Isolating the Escherichia coli Transcriptomic Response to Superoxide Generation from Cadmium Chalcogenide Quantum Dots

ACS Biomater Sci Eng. 2019 Sep 9;5(9):4206-4218. doi: 10.1021/acsbiomaterials.9b01087. Epub 2019 Aug 7.

Abstract

Nanomaterials have been extensively used in the biomedical field and have recently garnered attention as potential antimicrobial agents. Cadmium telluride quantum dots (QDs) with a bandgap of 2.4 eV (CdTe-2.4) were previously shown to inhibit multidrug-resistant clinical isolates of bacterial pathogens via light-activated superoxide generation. Here we investigate the transcriptomic response of Escherichia coli to phototherapeutic CdTe-2.4 QDs both with and without illumination, as well as in comparison with the non-superoxide-generating cadmium selenide QDs (CdSe-2.4) as a negative control. Our analysis sought to separate the transcriptomic response of E. coli to the generation of superoxide by the CdTe-2.4 QDs from the presence of cadmium chalcogenide nanoparticles alone. We used comparisons between illuminated CdTe-2.4 conditions and all others to establish the superoxide generation response and used comparisons between all QD conditions and the no treatment condition to establish the cadmium chalcogenide QD response.
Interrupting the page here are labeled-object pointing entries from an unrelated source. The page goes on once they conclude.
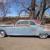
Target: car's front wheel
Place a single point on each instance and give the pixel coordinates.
(43, 36)
(2, 34)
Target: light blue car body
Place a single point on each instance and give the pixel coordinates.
(22, 30)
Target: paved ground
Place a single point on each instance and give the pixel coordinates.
(24, 43)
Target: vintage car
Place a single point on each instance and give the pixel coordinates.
(23, 27)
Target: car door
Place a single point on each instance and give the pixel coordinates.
(33, 27)
(23, 28)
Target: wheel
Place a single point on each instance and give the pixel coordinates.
(43, 36)
(2, 34)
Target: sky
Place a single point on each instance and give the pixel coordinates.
(16, 8)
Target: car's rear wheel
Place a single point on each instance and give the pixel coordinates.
(43, 36)
(2, 34)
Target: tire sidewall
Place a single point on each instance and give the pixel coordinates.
(43, 36)
(2, 33)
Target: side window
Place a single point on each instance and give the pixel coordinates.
(20, 22)
(26, 22)
(32, 23)
(23, 22)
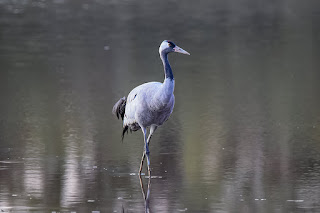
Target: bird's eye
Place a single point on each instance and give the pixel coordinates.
(171, 44)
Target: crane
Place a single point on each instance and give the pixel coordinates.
(149, 104)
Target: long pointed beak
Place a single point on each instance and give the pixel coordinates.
(180, 50)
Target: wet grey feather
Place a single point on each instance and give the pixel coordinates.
(119, 108)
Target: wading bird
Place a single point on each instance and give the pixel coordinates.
(150, 104)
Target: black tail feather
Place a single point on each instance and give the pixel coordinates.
(119, 108)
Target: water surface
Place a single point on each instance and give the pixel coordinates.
(244, 135)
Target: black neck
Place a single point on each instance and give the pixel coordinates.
(167, 68)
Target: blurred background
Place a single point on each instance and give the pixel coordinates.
(244, 135)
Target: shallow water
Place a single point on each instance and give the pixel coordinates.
(244, 135)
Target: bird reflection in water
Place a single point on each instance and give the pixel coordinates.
(146, 197)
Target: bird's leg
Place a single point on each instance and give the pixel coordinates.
(152, 129)
(144, 131)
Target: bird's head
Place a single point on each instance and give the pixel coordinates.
(168, 46)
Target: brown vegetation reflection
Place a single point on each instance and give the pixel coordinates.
(243, 137)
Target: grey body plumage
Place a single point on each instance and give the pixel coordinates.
(150, 104)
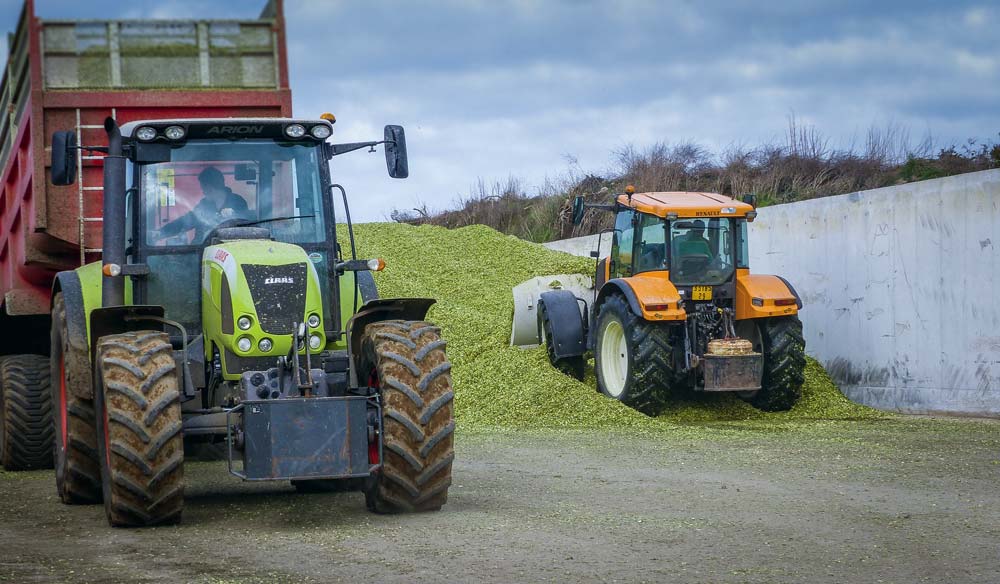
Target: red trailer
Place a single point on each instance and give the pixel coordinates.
(64, 74)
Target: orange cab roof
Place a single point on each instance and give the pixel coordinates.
(686, 204)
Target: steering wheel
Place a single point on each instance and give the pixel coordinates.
(234, 222)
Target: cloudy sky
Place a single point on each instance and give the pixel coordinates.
(534, 89)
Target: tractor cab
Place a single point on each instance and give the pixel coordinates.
(199, 183)
(698, 240)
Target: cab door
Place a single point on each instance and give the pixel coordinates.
(622, 244)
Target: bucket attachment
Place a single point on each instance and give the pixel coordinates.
(524, 331)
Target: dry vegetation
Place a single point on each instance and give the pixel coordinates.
(802, 166)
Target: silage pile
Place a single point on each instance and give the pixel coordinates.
(470, 271)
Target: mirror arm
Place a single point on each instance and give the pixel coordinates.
(102, 149)
(337, 149)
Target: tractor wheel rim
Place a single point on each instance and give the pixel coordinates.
(614, 358)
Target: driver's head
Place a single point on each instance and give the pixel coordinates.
(213, 184)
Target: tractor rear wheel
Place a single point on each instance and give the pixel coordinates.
(25, 413)
(780, 340)
(78, 473)
(633, 358)
(406, 360)
(572, 366)
(139, 419)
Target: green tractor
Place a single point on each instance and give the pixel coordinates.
(224, 312)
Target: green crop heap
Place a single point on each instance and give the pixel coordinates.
(471, 272)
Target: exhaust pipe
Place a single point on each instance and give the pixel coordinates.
(113, 243)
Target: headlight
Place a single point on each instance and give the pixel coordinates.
(321, 132)
(146, 133)
(295, 131)
(174, 132)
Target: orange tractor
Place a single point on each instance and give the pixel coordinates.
(675, 306)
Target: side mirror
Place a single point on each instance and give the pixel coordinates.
(63, 158)
(395, 152)
(578, 210)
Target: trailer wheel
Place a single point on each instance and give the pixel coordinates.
(139, 420)
(406, 360)
(572, 366)
(78, 474)
(783, 347)
(633, 358)
(25, 413)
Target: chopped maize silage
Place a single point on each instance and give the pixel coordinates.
(470, 272)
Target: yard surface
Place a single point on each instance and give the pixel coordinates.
(898, 500)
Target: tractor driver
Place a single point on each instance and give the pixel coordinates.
(218, 204)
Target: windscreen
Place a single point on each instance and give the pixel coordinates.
(208, 184)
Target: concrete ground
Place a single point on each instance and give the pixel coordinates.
(903, 500)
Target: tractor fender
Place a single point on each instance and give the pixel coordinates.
(618, 286)
(113, 320)
(377, 310)
(566, 321)
(68, 283)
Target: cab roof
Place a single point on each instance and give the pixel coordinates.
(686, 204)
(129, 128)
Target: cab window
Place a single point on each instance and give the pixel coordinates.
(621, 248)
(651, 247)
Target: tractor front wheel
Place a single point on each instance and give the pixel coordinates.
(633, 358)
(139, 423)
(25, 413)
(407, 362)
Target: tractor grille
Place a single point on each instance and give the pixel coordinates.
(279, 295)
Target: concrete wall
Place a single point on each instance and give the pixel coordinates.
(899, 287)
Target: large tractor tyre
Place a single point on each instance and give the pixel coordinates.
(633, 358)
(783, 346)
(78, 473)
(139, 418)
(407, 362)
(572, 366)
(25, 413)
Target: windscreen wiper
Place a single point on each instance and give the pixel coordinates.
(259, 221)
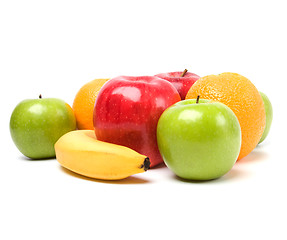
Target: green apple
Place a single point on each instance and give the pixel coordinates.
(268, 114)
(199, 140)
(36, 125)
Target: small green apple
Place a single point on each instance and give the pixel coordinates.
(36, 125)
(268, 114)
(199, 140)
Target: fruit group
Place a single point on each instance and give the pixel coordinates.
(80, 152)
(36, 125)
(127, 110)
(84, 103)
(268, 114)
(199, 141)
(182, 81)
(239, 94)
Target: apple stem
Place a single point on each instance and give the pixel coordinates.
(183, 73)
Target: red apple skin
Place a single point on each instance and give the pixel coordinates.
(182, 84)
(127, 110)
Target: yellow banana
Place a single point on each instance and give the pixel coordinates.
(80, 152)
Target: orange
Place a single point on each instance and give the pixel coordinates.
(84, 102)
(239, 94)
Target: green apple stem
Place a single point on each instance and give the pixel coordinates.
(183, 73)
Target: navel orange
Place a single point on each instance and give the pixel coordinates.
(239, 94)
(84, 102)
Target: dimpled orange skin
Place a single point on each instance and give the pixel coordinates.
(239, 94)
(84, 102)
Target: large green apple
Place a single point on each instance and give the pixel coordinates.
(36, 125)
(199, 140)
(268, 114)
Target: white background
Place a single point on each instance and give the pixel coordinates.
(54, 47)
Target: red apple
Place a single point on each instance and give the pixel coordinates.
(181, 80)
(127, 110)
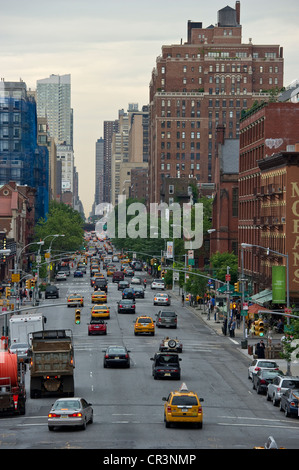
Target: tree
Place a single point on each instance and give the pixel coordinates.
(61, 219)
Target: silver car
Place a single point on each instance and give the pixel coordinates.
(21, 349)
(70, 412)
(280, 385)
(161, 298)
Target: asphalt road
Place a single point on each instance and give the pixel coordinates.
(127, 403)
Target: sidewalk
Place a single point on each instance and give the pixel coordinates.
(216, 326)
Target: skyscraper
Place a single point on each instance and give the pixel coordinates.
(54, 103)
(198, 85)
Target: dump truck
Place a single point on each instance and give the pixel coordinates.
(51, 363)
(22, 326)
(12, 381)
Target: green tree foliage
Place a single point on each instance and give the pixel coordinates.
(61, 219)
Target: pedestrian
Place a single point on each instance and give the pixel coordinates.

In our analysis of the gene expression experiments, we found eight genes to be consistently differentially expressed as a response to superoxide generation, and these genes demonstrate a consistent association with the DNA damage response and deactivation of iron-sulfur clusters. Each of these responses is characteristic of a bacterial superoxide response. We found 18 genes associated with the presence of cadmium chalcogenide QDs but not the generation of superoxide by CdTe-2.4, including several that implicated metabolism of amino acids in the E. coli response. To explore each of these gene sets further, we performed both gene knockout and amino acid supplementation experiments. We identified the importance of leucyl-tRNA downregulation as a cadmium chalcogenide QD response and reinforced the relationship between CdTe-2.4 stress and iron-sulfur clusters through examination of the gene tusA. This study demonstrates the transcriptomic response of E. coli to CdTe-2.4 and CdSe-2.4 QDs and parses the different effects of superoxide versus material effects on the bacteria. Our findings may provide useful information toward the development of QD-based antibacterial therapy in the future.

Keywords: Escherichia coli; RNA-sequencing; antibiotics; oxidative stress; quantum dots; reactive oxygen species; transcriptome.